Herbívoros, junglas y otros jardines
Josep Borrell, jefe de la diplomacia europea, hace amigos con el uso de metáforas
Olga Merino
Periodista y escritora
Escritora y periodista. Master of Arts (Latin American Studies) por la University College of London (Beca La Caixa/British Council). Fue corresponsal de EL PERIÓDICO en Moscú en los años 90. Profesora en la Escola d'Escriptura de l'Ateneu Barcelonès. Su última novela: 'La forastera' (Alfaguara, 2020).
Sin darse cuenta, la tía Delia derrocha metáforas cuando habla. «La vida es un carnaval», suelta cuando algún sucedido la descoloca, circunstancia muy poco frecuente, pues ya casi todo le importa un pimiento morrón.

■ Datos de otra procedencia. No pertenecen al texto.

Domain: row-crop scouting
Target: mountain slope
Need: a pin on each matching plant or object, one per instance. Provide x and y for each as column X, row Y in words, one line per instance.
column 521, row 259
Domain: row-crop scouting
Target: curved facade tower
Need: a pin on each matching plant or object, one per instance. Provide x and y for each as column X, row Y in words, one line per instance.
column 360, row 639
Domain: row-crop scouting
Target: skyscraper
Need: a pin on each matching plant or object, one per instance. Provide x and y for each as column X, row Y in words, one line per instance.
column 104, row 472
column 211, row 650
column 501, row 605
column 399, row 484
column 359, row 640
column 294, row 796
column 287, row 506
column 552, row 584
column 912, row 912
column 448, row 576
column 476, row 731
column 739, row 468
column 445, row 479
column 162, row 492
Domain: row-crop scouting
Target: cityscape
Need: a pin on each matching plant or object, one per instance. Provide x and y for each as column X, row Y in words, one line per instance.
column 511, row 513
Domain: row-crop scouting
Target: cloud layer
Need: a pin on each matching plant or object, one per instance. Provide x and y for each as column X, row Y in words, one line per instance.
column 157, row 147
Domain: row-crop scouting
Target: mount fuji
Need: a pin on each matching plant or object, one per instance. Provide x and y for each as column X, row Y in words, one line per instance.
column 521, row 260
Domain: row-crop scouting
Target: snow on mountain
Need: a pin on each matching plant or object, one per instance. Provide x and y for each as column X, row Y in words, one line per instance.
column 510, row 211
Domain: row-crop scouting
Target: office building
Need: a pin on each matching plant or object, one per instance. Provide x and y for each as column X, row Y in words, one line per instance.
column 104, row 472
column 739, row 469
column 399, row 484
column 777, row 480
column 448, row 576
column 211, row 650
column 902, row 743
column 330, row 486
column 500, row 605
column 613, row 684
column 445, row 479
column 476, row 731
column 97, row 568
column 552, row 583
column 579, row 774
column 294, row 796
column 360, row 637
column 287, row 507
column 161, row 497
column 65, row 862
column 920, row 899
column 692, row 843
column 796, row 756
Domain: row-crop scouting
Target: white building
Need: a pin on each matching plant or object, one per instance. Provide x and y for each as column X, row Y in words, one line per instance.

En verdad, la metáfora, como herramienta de la imaginación poética, impregna el devenir cotidiano a cada paso, en cada conversación: «Laura, no te comas tanto la olla, que no vale la pena»; «a mengano le falta un tornillo»; «ponte las pilas, ‘brother’»; «la inflación va como una bici sin frenos». Y cosas así. La palabra es solo espuma del pensamiento y, como tal, se deshace, se escurre de entre las manos, y a menudo no basta para expresar, cubrir y acotar la complejidad del mundo. De ahí la metáfora, un retorcimiento del lenguaje para acertar en la diana, una figura retórica que nace de una comparación sobreentendida.
Dieta de brócoli
Josep Borrell, jefe de la diplomacia europea, frecuenta la metáfora. La semana pasada salió con lo de los países «herbívoros» y los «carnívoros», y no estuvo mal, tira que te vas como argumento, porque la UE no puede seguir a dieta de brócoli con Vladímir Putin, sino que debe enseñarle (un poco) los colmillos lobunos. Pero acto seguido, envalentonado por la elasticidad del lenguaje, en una conferencia en Brujas, va y se mete en un espinoso jardín geopolítico al comparar Europa con un vergel, mientras el resto del mundo, en su mayoría, constituye «una jungla» donde impera la ley del más fuerte… Se ha liado parda, claro, y se ha visto obligado a matizar las declaraciones. Aunque habría que dar de comer aparte a los países protestones (Rusia, Irán, Emiratos Árabes), no es menos cierto que el símil exhala un tufo neoconservador y etnocéntrico.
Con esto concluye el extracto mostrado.